I mentioned in my input to them that if they could re-establish a community debate about “collective will” and the virtues of full employment – that is, true full employment – repeat – 2 per cent official unemployment – no underemployment – no hidden unemployment.
There is plenty of scope to also challenge the neo-liberal budget mantra that government surpluses are good and deficits are evil. Leaders who want to organise the community debate around social equity agendas which do not mean social inclusion agendas will have to develop a narrative to challenge the macro orthodoxy.
It is this orthodoxy that places the constraints on the entire economy and stops progressive social policy from being initiated.
I also think we have to have a dialogue on what we mean by work and what we mean by productive employment.

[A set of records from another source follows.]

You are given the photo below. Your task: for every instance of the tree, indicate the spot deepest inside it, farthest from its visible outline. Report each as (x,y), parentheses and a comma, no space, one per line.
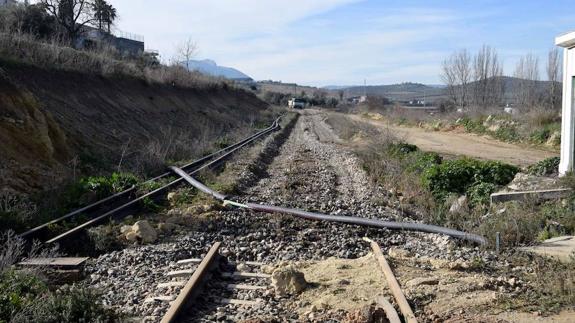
(456,74)
(104,14)
(186,51)
(527,73)
(487,78)
(29,19)
(72,15)
(553,76)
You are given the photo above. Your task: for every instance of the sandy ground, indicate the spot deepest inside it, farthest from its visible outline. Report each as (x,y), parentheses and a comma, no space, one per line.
(561,248)
(455,143)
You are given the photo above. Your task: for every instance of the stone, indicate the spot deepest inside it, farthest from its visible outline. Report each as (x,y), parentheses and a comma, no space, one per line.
(166,227)
(288,280)
(171,196)
(131,236)
(526,182)
(399,253)
(267,269)
(422,281)
(145,231)
(125,229)
(459,205)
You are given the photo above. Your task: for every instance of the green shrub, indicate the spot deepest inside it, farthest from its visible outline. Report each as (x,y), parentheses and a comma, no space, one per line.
(507,133)
(473,126)
(401,149)
(423,161)
(540,136)
(457,176)
(17,291)
(547,166)
(107,185)
(479,194)
(26,298)
(67,304)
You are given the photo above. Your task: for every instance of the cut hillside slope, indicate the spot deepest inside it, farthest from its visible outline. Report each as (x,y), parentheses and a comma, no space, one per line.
(55,123)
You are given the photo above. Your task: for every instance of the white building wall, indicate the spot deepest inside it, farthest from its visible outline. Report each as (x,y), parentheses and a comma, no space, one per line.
(568,113)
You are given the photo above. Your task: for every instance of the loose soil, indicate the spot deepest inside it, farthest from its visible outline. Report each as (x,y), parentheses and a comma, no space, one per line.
(457,143)
(313,170)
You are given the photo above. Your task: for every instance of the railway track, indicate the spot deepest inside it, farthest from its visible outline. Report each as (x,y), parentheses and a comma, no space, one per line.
(129,200)
(205,283)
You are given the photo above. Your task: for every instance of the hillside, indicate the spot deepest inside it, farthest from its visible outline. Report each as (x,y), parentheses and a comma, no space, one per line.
(56,124)
(409,91)
(398,92)
(210,67)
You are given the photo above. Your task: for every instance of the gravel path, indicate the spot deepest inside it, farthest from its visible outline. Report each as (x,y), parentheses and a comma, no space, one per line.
(311,172)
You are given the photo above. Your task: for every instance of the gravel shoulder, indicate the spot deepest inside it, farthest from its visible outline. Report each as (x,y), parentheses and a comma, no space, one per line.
(455,143)
(309,169)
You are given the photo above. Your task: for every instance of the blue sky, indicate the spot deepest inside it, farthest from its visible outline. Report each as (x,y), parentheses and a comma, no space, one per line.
(343,42)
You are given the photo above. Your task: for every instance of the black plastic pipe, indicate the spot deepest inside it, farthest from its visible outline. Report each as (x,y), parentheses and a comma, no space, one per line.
(392,225)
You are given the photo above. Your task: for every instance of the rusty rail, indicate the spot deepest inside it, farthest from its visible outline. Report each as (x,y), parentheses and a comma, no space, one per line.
(126,199)
(194,285)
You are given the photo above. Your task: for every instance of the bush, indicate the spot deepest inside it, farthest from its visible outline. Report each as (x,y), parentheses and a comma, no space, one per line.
(17,291)
(106,185)
(457,176)
(402,148)
(67,304)
(547,166)
(473,126)
(507,133)
(479,194)
(423,161)
(15,211)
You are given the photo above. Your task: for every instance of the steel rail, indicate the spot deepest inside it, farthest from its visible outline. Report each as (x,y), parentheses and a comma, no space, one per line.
(125,194)
(193,287)
(157,191)
(392,225)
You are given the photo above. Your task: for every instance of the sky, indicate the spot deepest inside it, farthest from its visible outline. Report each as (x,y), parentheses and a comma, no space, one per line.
(344,42)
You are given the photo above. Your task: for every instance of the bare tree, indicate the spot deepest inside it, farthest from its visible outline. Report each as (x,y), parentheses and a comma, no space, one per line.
(487,72)
(186,51)
(553,76)
(456,74)
(527,73)
(72,15)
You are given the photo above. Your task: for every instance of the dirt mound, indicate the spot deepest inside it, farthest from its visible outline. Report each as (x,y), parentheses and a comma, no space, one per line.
(57,122)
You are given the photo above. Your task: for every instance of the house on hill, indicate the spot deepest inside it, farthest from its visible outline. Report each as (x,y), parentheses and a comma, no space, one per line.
(125,43)
(6,2)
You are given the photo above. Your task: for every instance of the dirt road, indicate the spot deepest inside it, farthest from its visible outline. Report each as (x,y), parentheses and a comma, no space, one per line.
(455,143)
(308,167)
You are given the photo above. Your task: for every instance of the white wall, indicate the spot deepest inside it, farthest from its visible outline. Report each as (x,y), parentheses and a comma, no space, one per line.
(568,113)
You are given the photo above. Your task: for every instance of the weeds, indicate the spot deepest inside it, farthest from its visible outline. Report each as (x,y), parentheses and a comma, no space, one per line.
(546,167)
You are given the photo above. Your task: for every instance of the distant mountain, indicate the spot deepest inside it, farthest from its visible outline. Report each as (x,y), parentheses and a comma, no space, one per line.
(417,91)
(398,92)
(209,67)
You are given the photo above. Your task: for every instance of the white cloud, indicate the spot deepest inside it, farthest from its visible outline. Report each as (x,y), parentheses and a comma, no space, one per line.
(315,42)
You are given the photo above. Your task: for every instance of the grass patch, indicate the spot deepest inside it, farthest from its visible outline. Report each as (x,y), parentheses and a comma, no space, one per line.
(546,167)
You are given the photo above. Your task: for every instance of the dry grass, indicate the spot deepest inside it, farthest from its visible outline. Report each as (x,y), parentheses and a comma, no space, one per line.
(104,61)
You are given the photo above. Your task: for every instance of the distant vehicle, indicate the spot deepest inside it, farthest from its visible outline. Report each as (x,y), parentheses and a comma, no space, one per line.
(296,103)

I have covered these topics several times in earlier blogs. A productive contribution has to be seen in terms of how well “society” benefits not how well the private profit line is enhanced. In general, the two aims won’t be counter to each other but sometimes they will.
For example, in determining what a minimum wage should be I noted that capacity to pay considerations are irrelevant in my opinion. We have to calibrate the wage structure by setting a floor that means something in terms of our aspirations for a decent life. If the capitalist cannot profitably organise production at that wage then we don’t want them operating in this country.
Finally, (although I could go on for hours on this topic) I think the dynamics of the debates would change if a Job Guarantee was in place. This sets the wage floor and provides income security for low wage and otherwise disadvantaged workers. They all would know they could get meaningful and useful work in the Job Guarantee without the threats that arise from low pay and precarious risky work.
Private employers would then have to restructure their own workplaces to ensure they provided superior conditions to the Job Guarantee if they wanted to attract work. The dialogue that the union would then have with those employers would be conditioned by this new reality and would lead to new dynamic efficiencies which would benefit the low paid workers but also the economy in general.
And if some workers preferred to remain in the Job Guarantee workforce then we should be happy that they have income security and a sense of social value and purpose.
How can that not be better than casting them off onto the scrapheap of unemployment and then using the same excess supply of labour to invoke fear into the daily lives of the remaining marginal workers who might from time to time (via their union reps) bob their heads up asking for some pay equity or better conditions? It is a no-brainer.
I hope this dialogue with the unions continues. Today was very productive and some key thoughts were generated by the people that attended the meeting. They are thoughts that a new paradigm can be built on. One that places social equity and full employment at the centre of the debate and lets the budget deficit be whatever it takes to get there.